Realising the importance of these two states in winning the Federal government, one of the promises of the PH GE14 manifesto was to return Sabah and Sarawak to the status accorded to them in the original Malaysia Agreement 1963. PH has tried to amend the Federal Constitution to restore the status of Sabah and Sarawak as equal partners with Peninsular Malaysia. How-ever, it failed to do so when it could not get the support of all 19 MPs from Gabungan Parti Sarawak (GPS, the coalition of Sarawak political parties that abandoned BN after GE14). GPS felt that the amendment was vague. It wanted the government to spell out what rights were to follow.

PH has also established a special Cabinet committee to study the implementation of MA63, the Malaysian Agreement of 1963 which set out the terms and conditions under which Sabah, Sarawak and Singapore agreed to merge with Malaya to form Malaysia. On Aug 19, the Federal government announced it had moved closer to restoring Sabah and Sarawak’s full rights under MA63 by resolving seven of the 21 issues raised by the two Borneon states.

However, opposition leaders in Sabah and Sarawak are not too impressed with the progress of this high-powered committee. They feel that it is the same old, same old talk.

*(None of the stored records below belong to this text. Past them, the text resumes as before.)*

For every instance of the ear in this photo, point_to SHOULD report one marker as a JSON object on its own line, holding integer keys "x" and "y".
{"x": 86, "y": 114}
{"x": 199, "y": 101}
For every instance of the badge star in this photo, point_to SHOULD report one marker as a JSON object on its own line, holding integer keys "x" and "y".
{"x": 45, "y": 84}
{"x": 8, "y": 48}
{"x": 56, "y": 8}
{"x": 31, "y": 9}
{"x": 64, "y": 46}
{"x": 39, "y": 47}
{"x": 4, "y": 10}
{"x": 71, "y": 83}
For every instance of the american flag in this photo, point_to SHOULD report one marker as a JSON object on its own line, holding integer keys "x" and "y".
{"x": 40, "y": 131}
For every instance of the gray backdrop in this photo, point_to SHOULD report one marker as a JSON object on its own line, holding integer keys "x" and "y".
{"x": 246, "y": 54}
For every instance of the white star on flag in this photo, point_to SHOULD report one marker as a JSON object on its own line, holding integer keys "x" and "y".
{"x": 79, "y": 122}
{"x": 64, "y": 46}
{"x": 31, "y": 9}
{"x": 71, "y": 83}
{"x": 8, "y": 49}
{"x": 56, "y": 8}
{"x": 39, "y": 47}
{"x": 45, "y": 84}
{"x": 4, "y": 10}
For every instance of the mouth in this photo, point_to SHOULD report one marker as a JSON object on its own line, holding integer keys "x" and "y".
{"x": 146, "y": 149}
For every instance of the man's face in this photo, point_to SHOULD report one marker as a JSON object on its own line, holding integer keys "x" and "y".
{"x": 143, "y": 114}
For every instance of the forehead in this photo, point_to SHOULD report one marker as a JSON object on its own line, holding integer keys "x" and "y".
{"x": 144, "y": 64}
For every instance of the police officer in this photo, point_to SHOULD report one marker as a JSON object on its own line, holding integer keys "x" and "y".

For ordinary Sabahans and Sarawakians, discussions about resolving the 21 issues under MA63 are too technical. Judging by social media posts and man-in-the-street conversations, many feel that whether it is BN or PH, their lives have not changed. They are concerned about bread and butter issues. They think that their lives will improve when the billions “stolen” from their states’ oil resources are returned.

They envy the prosperity of their oil-producing neighbour, Brunei, which declined Kuala Lumpur’s invitation to join the Federation of Malaysia in 1963.

Sabahans and Sarawakians can only wait for the 20% of oil royalties promise to be fulfilled or for GE15. Whichever comes first.